La femme la plus détestée de Tunisie sort de son silence. Une semaine après la parution en France de son autobiographie Ma Vérité, Leïla Trabelsi, l'épouse du président déchu Zine El Abidine Ben Ali, a accordé sa première interview dimanche au journal Le Parisien. L'ancienne femme forte de Tunisie, aujourd'hui exilée en Arabie Saoudite, demande "pardon" à ses concitoyens mais veut surtout laver son honneur.

"Je ne me mêlais pas de politique. Mon quotidien était consacré aux œuvres caritatives et sociales. A côté de cela, j'ai fait en sorte d'aider mes proches à vivre mieux, c'est vrai", raconte-t-elle au quotidien pour gommer son image de "tête pensante" du clan Ben Ali. "Je voulais bien faire. Si je me suis rendue coupable d'une faute à l'égard d'une personne, je lui demande pardon", poursuit l'ex-première dame.

"J’étais une femme soumise"

Dans Ma Vérité, Leïla Trabelsi se décrit même comme une femme soumise à son mari. "Prétendre que j’influençais mon mari dans ses décisions, que je m’immisçais dans son domaine personnel, c’est oublier que le général Ben Ali, connu pour son fort caractère, n’aurait jamais laissé personne décider pour lui en politique, et encore moins sa femme", écrit-elle dans son autobiographie, rapporte le site Atlantico. "Comment moi qui ne suis même pas autorisée à m’habiller comme je le veux, ni à sortir librement, aurais-je su décider des affaires de l’État ? J’étais une femme soumise et heureuse de l’être, comme l’a toujours constaté mon entourage", insiste-t-elle.

Leïla Trabelsi dénonce également un "complot militaire" contre son mari. "Pour moi, il s’agit d’un coup d’Etat orchestré, téléguidé, préparé, mais dont j’ignore les commanditaires", affirme-t-elle au Parisien. "Je ne crois pas du tout au scénario d’une révolution spontanée née d’une contestation de la jeunesse", martèle l'ancienne Première dame dans cette interview réalisée par Skype.

Partis "sans bagages, ni argent"

Pourtant, le 14 février 2011, les Ben Ali n'ont pas "fui". "Mon mari m’a téléphoné depuis le palais de Carthage pour me suggérer de partir en Arabie saoudite faire la omra (NDLR : un pèlerinage), le temps que le calme revienne. L’idée n’était pas de lui, mais d’Ali Seriati, le chef de la sécurité présidentielle. A mon grand étonnement,  mon mari était là, lui aussi, à l’aéroport. Nous sommes partis sans bagages, ni argent, ni passeport", se souvient-elle.

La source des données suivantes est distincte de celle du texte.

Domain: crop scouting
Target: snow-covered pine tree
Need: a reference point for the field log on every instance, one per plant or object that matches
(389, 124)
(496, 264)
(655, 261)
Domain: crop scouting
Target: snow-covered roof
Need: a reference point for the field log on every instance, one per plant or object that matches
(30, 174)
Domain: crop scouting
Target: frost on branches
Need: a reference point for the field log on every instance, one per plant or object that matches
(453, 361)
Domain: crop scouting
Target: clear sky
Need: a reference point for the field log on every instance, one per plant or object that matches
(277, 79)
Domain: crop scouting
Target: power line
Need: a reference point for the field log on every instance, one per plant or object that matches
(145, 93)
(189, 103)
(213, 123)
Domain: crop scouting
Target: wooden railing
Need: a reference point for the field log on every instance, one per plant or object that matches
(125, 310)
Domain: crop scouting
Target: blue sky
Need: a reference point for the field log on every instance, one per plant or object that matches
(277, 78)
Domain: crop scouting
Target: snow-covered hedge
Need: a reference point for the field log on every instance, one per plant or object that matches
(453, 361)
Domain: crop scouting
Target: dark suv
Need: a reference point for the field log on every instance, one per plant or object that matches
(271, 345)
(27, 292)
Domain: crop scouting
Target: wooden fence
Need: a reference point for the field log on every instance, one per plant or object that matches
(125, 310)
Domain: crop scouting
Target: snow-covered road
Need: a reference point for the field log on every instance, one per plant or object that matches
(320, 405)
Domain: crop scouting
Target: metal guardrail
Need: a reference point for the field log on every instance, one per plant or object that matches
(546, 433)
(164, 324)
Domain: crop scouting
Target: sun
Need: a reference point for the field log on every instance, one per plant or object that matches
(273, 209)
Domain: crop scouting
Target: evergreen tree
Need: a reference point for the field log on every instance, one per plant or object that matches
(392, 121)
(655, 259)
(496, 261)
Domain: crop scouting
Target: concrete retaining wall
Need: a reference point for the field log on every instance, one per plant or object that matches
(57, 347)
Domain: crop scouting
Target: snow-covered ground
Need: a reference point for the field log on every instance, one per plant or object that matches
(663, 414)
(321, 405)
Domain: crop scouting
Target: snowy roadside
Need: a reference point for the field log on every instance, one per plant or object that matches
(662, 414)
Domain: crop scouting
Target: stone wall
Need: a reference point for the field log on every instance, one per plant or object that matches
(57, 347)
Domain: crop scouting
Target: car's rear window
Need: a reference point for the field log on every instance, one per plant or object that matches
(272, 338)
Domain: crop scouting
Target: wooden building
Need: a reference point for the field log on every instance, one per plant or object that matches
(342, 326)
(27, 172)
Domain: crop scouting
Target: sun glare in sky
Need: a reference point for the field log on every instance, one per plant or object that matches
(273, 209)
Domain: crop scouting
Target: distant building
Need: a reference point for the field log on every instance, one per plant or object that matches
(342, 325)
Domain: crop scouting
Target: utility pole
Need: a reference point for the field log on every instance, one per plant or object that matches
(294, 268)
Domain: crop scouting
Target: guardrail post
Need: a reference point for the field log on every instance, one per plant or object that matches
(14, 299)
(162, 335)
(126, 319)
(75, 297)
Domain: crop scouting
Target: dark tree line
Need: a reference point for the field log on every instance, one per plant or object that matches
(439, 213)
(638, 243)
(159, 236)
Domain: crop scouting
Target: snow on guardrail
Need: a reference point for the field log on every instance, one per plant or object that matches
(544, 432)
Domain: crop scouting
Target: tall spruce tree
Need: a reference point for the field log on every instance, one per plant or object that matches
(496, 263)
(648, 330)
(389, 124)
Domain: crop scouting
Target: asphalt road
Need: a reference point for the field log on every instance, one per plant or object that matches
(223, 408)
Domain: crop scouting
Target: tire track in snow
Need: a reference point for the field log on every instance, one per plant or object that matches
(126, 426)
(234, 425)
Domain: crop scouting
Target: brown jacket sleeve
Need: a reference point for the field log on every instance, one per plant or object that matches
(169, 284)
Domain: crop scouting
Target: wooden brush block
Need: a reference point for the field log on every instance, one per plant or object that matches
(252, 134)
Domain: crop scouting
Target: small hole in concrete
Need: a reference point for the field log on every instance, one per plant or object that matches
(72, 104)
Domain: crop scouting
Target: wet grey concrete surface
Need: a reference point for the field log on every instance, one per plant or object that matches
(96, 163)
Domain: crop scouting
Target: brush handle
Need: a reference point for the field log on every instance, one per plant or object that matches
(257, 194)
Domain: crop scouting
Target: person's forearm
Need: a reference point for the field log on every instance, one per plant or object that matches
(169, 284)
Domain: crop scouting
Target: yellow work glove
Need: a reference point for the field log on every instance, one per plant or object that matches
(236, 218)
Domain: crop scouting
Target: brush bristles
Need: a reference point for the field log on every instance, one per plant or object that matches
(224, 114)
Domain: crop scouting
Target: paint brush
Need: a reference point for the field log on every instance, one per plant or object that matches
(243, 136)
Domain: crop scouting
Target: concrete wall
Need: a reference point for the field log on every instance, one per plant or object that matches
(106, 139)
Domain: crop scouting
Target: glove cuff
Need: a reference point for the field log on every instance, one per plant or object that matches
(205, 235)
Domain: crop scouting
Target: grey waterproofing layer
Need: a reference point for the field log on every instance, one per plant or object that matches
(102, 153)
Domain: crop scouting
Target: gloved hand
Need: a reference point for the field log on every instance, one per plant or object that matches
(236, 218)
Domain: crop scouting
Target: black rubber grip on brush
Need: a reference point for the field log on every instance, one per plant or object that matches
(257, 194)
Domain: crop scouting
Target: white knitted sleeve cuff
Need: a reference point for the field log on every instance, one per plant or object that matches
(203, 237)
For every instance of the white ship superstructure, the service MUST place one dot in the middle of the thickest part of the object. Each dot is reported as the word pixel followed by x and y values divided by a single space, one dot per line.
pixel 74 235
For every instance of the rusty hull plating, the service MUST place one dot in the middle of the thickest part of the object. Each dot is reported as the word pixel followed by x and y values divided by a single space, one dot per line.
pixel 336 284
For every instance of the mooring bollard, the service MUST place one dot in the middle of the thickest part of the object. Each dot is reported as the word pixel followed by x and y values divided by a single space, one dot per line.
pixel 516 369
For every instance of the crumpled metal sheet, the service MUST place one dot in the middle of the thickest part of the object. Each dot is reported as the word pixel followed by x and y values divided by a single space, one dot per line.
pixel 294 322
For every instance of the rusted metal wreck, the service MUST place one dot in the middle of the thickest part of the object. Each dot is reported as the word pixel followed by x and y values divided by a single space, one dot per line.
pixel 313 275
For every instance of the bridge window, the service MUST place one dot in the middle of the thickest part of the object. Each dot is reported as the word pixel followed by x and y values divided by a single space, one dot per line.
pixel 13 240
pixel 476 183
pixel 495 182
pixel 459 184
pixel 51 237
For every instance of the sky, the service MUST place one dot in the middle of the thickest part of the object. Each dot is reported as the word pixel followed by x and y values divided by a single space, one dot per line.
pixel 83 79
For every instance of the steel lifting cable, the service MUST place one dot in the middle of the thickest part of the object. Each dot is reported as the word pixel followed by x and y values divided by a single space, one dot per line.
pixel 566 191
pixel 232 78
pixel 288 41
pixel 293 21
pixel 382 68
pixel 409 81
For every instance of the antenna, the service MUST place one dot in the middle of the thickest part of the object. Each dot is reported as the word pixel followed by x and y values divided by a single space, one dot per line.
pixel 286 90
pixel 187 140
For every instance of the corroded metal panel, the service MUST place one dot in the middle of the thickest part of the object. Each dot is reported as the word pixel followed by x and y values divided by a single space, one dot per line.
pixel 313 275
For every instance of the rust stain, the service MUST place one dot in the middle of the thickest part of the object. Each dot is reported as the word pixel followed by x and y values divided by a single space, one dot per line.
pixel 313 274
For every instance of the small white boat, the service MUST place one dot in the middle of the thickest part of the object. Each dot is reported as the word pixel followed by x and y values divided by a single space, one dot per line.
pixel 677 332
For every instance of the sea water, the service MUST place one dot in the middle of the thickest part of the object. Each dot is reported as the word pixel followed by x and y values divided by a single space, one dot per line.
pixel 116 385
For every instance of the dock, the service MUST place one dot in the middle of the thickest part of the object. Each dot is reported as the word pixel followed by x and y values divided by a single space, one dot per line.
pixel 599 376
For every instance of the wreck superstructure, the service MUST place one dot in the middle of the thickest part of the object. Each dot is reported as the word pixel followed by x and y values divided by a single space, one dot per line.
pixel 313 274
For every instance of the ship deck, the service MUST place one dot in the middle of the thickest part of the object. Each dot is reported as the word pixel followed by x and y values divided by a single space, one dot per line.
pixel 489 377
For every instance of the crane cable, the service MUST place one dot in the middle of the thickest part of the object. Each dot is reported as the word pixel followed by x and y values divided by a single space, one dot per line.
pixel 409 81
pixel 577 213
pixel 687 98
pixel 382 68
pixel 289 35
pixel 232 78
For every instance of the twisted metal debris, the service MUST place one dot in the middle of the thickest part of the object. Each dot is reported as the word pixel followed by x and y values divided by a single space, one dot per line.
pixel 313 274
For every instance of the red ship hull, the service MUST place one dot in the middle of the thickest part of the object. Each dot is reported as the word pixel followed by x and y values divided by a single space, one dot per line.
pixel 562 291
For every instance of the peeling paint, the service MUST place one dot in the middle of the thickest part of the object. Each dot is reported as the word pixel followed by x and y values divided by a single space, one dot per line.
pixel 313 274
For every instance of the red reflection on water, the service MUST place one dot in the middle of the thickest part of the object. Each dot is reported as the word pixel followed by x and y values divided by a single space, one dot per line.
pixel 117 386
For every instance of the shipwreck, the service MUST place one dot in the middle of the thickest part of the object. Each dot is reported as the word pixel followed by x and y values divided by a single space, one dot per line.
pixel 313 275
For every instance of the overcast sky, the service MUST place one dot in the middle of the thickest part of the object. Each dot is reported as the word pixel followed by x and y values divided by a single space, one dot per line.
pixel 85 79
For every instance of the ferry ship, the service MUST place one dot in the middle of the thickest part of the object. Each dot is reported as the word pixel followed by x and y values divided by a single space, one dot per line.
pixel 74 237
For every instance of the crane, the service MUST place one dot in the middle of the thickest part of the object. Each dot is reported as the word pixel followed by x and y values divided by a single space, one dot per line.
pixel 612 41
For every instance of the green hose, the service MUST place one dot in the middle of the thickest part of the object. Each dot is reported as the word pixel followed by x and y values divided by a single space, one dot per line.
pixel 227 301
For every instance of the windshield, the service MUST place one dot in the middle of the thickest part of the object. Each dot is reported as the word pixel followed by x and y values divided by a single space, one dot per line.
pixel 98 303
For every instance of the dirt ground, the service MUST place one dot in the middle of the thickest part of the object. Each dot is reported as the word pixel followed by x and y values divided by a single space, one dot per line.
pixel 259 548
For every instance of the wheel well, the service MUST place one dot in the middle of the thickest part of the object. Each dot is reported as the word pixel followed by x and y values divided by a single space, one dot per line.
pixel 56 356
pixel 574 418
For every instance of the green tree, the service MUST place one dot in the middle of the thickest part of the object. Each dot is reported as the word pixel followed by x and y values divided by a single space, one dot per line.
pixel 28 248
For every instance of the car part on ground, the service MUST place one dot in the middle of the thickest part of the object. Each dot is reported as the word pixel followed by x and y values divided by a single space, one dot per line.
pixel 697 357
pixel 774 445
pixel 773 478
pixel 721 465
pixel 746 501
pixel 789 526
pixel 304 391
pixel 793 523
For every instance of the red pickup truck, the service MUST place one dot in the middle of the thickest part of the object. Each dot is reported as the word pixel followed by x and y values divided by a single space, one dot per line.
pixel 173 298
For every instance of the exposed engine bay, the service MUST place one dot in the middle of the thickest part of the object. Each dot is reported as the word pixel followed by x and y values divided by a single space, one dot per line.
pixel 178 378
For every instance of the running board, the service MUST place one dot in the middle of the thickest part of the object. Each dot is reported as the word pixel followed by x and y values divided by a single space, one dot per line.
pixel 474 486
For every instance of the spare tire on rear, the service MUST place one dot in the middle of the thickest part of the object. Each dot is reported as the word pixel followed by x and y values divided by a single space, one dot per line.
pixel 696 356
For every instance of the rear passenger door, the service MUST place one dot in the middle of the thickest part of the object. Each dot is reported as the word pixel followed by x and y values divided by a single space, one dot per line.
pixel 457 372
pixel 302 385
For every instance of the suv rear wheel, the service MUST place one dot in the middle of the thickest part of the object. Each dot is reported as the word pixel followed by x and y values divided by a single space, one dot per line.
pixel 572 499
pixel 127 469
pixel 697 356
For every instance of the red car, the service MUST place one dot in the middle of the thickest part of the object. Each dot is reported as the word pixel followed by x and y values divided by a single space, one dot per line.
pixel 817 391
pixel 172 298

Aujourd'hui, Leïla Trabelsi affirme ne pas avoir de sang sur les mains et se dit prête à affronter la justice de son pays. Mais pas à n'importe quel prix. "Pour l'instant, il n'y a que haine et vengeance", dit-elle, souhaitant que ses proches, "présumés coupables à cause de leur nom" aient "droit à une justice équitable". Leïla Trabelsi Ben Ali a déjà été condamnée par contumace à 35 ans de prison pour détournement de fonds en juin 2011, puis à 15 ans de plus pour détention d'armes, stupéfiants et pièces archéologiques un mois plus tard. Condamné pour les mêmes faits, l'ex-président a aussi été jugé pour sa responsabilité dans la sanglante répression des manifestations de janvier 2011. Il a été condamné à la prison à vie.

"J'espère que mes compatriotes me rendront justice"

Des accusations que l'ancien Raïs, en "excellente santé" conteste lui aussi. "Je déplore qu'on ait oublié que, pendant 23 ans, l'Etat, sous ma direction, a amélioré considérablement le niveau de vie de chacun et fait de la Tunisie un pays moderne (...). J'espère que mes compatriotes me rendront justice en se souvenant du chemin qu'ensemble, nous avons parcouru", dit-il dans un mot lu par son épouse.